How accounts payable fraud can affect small companies
There are often many opportunities for accounts payable fraud to occur in the small business environment. This article explains how accounts payable fraud can occur, how it may affect your small business and what you can do to eliminate this potential problem.
How fraud can affect a small company
Accounts payable fraud is one of the easiest an employee can commit, but it is often one of the hardest to detect, therefore it is a real threat to any company. A common way accounts payable fraud is perpetrated involves setting up a ‘bogus’ supplier in the accounting system, which is used to supply fake invoices for payment and then transferring funds from the company’s bank account to another bank account, which is usually that of an employee within the company.
Some readers may think that this attempt at defrauding the company would never work, but in the technological world we live in and the fact many people have access to computers, sophisticated design programs and printers, it is not too difficult to produce reasonably genuine looking invoice that can easily be slipped in a bundle of genuine invoices for some unsuspecting and lazy manager to authorise for payment.
Another fraud is where accounts payable staff use genuine suppliers to buy goods and products from for their own personal use and pay for them with company funds.
Accounts payable fraud is nothing less than theft and the main consequence of this is the extraction of cash out of the company. The decrease in cash may have knock on effects such as:
i) Causing the company to become overdrawn and incurring bank charges and interest. In Extreme cases the company may seek short term funding, such as an overdraft extension or bank loan which will incur further costs.
ii) Payments to genuine suppliers may have been delayed in order to pay the bogus supplier and any early settlement discounts available may be lost. In addition, paying the genuine suppliers late may result in interest and charges payable to the supplier.
iii) In extreme cases late payment to genuine suppliers may adversely affect the trading relationship, resulting in a lost supplier. If the goods bought from the suppliers are readily available from other sources this may not create too many issues, however if the supplier provides a unique product that is key to the company this could be more problematic.

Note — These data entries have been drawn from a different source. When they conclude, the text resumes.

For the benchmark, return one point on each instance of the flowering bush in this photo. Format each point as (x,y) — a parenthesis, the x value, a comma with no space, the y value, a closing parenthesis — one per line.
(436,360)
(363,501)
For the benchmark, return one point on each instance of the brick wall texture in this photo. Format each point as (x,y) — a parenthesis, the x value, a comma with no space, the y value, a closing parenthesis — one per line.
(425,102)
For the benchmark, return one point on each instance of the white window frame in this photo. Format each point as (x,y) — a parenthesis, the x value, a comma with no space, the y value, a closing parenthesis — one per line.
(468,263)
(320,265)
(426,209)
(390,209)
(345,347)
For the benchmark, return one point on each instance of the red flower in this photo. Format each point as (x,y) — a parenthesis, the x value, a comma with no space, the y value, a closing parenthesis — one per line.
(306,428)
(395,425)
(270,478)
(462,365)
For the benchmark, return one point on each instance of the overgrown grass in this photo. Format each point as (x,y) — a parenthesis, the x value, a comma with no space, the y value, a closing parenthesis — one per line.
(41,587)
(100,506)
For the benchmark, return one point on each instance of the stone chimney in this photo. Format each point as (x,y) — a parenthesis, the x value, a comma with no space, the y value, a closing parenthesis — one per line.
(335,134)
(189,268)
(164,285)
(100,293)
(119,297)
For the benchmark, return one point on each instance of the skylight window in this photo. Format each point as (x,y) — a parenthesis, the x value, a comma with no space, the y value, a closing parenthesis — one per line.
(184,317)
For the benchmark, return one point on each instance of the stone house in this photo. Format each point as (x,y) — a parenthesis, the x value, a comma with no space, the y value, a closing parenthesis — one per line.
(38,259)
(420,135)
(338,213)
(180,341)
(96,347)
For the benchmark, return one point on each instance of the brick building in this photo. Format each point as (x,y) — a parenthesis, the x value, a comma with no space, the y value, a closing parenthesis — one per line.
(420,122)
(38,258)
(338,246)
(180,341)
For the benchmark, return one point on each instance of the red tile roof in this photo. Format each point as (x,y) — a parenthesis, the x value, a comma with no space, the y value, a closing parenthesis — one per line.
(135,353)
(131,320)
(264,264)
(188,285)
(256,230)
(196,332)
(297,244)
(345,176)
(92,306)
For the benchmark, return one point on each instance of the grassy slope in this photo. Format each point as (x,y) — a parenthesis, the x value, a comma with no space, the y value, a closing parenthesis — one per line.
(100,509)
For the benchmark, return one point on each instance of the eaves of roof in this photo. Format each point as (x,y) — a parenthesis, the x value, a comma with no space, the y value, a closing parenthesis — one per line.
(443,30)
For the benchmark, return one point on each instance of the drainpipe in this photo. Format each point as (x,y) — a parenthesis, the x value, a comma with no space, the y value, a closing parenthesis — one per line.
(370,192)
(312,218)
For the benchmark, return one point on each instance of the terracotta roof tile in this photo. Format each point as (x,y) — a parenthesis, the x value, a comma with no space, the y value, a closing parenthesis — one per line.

So how do you ensure your company doesn’t suffer from accounts payable fraud? In order to combat fraud and identify any potential fraud before it happens, the company needs to implement a purchases control system, which is a pre-defined step by step way the company buys stock. From the purchase requisition to the ordering of the goods to the receipt of the goods to the final payment to the recording of the transaction in the financial records each step must be done in a specific way and checked or authorised by management at each and every step. Some may see a purchases control system as an overkill and unnecessary but it not only detects fraud but it also serves as a deterrent.
A strong purchases control system consists of segregation of duties within the company. This means that no single person is responsible for the whole of the purchasing function. If possible, split the purchasing function into distinct separate parts and allocate each part to a different person. Using this method the risk of fraud is greatly reduced, although there is still the possibility the employees may collude together but this is quite rare. If there are any concerns over collusion you need to replace your staff with more trust worthy individuals.
In smaller companies there is not usually the man power available for segregation of duties and it is not uncommon for the same individual to carry out all the functions of the purchases system. In these cases the control is achieved by close director involvement. In these instances the director must ensure it is vigilant in checking the requisitions, delivery notes and purchase invoices very carefully and does not become complacent. In these situations it is advisable the director retains control over the payment of the purchase ledger since this is the last action to be completed before the funds leave the company’s bank account.